Stay — Possession order — Execution — Hearing of appeal — Whether court has power to suspend order of possession against trespassers without owner’s consent — Whether jurisdiction to grant stay where appellant seeking the setting aside of the possession order — Privy Council ordering stay pending appeal

In 1992, the plaintiffs issued a summons seeking orders for possession of land alleged to form part of Belle Vue Estate, South Oropouche, Trinidad. The summons was under Ord 94 of Rules of Supreme Court of Trinidad and Tobago, which corresponded in all respects for the purposes of the appeal, to Ord 113 of the English Rules of the Supreme Court. The appeal concerned only two defendants, Bibby and Cornwall, who lived in modest wooden structures or shacks apparently since 1984. The defendants did not claim any title to the land, but they asserted that the property where they lived was not part of the Belle Vue Estate and that the documentary evidence which the plaintiffs produced was defective. Possession orders were made at first instance with a stay of execution for 28 days. The defendants applied to the Court of Appeal for leave to appeal and for a continuation of the stay pending the hearing of the appeal. By consent they were given leave to appeal but the Court of Appeal dismissed their application for a stay of the possession orders holding that it had no jurisdiction to make the order sought. The defendants appealed to the Privy Council. Ord 113 provides: “Where a person claims possession of land which he alleges is occupied solely by a person … (not being a tenant …) who entered into … occupation without his licence or consent, the proceedings may be brought by originating summons …”.

Held The appeal was allowed.

1. Under English law a court of first instance which granted relief, whether interlocutory or final, has an inherent power to suspend (“stay”) its order until an appeal was disposed of. The Court of Appeal has a like jurisdiction.

2. In the ordinary course, an application for a stay should be made to the court of first instance. It was usual practice for the application to be made to the judge whose decision was sought to be appealed against and at the time that judgment was given.

3. Where a stay was refused, or unacceptable terms imposed, the appellant could renew his application to the Court of Appeal.

4. Those general principles were as much applicable to possession order as other orders.

5. While Ord 113 was intended to provide a speedy remedy, that did not negative the need for the court to have a discretionary power to stay the carrying out of the possession order while an appeal was pending.

6. The Court of Appeal in the present case seemed to have been led astray by a note to RSC Ord 113 which, in the 1995 Supreme Court Practice, stated that the “court has no power to suspend an order for possession against trespassers unless the owner consents”: see, inter alia, Swordheath Properties Ltd v Floydd [1978] 1 WLR 550.

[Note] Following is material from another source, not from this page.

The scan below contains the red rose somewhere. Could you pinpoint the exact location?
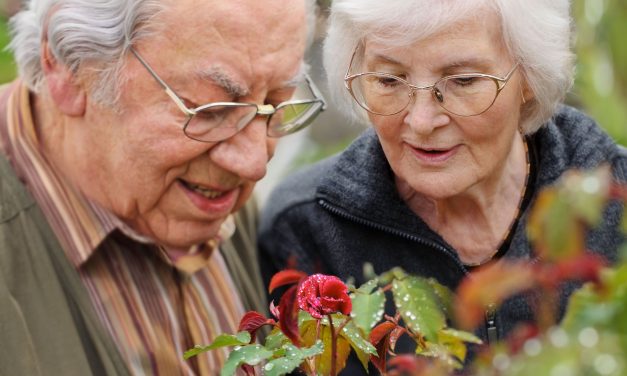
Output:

7. However, that principle concerned whether the court had power to postpone the date on which a lawful owner could recover from someone unlawfully entering his land. The present case was concerned with the court’s powers, where a possession order having been made, the defendant sought to appeal that the order set aside.

8. The plaintiffs had known ever since 1984 that the defendants were living on the property. They consented to the defendants having leave to appeal. Therefore, the fairest and most sensible course was that the defendants should remain where they were until their appeal was decided.

David Watkinson (instructed by Simons Muirhead & Burton) appeared for the appellants; the respondents did not appear and were not represented.